Hi there, I have recently picked up a Gaggia Coffee espresso machine which now has a problem. Whenever it is powered up it trips the circuit breaker in my house (which is annoying as no matter how many times she shows me I can't reset the clock on the oven!







).

However, I may have caused this fault, I did a complete strip down and clean up of the machine but foolishly never actually tried the machine out before taking it apart (it was covered in the last owners chip fat and was stinking!) so I don't know if I've been sold a dud or made a mistake in my tear down.

I've narrowed the fault down to the boiler, if you unplug the elements the machine doesn't trip the power. My questions are:

- Is boiler failure like this a known/common fault on these machines?

- Is it possible in the cleaning process of the boiler (it was thick with scale and crud so I did soak the whole thing) I've got water somewhere I shouldn't?

- Does anyone have a link to a wiring diagram? I marked each connector before taking them off and took a photo for reference so I'm confident they are correct but it's worth double checking.

Cheers!

Matt


----------



## MartinB (May 8, 2011)

Speak to gaggiamanualservice regarding this.
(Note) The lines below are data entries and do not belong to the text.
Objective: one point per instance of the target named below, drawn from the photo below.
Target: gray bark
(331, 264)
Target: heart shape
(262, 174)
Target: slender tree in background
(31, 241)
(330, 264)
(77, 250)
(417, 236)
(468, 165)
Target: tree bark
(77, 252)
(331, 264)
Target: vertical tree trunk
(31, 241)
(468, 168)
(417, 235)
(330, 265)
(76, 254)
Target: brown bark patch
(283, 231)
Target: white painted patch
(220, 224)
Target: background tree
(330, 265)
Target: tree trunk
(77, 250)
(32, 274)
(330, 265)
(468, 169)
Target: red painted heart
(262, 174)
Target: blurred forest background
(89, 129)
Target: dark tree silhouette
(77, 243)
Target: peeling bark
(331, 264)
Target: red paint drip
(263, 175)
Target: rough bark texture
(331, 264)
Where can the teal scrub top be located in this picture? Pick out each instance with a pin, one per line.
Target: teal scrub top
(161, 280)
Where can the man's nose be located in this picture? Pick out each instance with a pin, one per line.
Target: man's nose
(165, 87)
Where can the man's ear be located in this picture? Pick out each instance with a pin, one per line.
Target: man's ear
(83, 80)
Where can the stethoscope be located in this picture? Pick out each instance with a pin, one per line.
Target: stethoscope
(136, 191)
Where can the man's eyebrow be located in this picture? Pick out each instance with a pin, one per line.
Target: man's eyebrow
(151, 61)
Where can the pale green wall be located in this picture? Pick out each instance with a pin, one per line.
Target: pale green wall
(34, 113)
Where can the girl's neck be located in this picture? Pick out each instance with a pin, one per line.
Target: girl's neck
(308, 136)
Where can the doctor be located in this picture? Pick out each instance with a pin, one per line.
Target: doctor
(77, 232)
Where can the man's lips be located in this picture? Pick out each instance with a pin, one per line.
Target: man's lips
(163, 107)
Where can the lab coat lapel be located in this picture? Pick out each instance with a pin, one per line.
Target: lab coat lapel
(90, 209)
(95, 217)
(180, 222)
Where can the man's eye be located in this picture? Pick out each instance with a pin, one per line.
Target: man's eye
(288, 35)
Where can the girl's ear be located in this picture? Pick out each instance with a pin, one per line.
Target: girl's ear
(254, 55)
The same thing happened to me when I stripped down & cleaned my Gaggia last year.

It sounds like your boiler elements are damp.


----------



## gaggiamanualservice.com (Dec 22, 2009)

You almost definately got moisture issue. mail me your mobile at [email protected] and i will talk you through it

mark


----------



## MattBlack (Oct 13, 2012)

Thanks for the offer, really appreciated, however it looks like I've sorted it. I gave the boiler a good heat up with a hot air gun and sat it on a radiator for a few days and it seems to be sorted.

Thanks again.

Matt


----------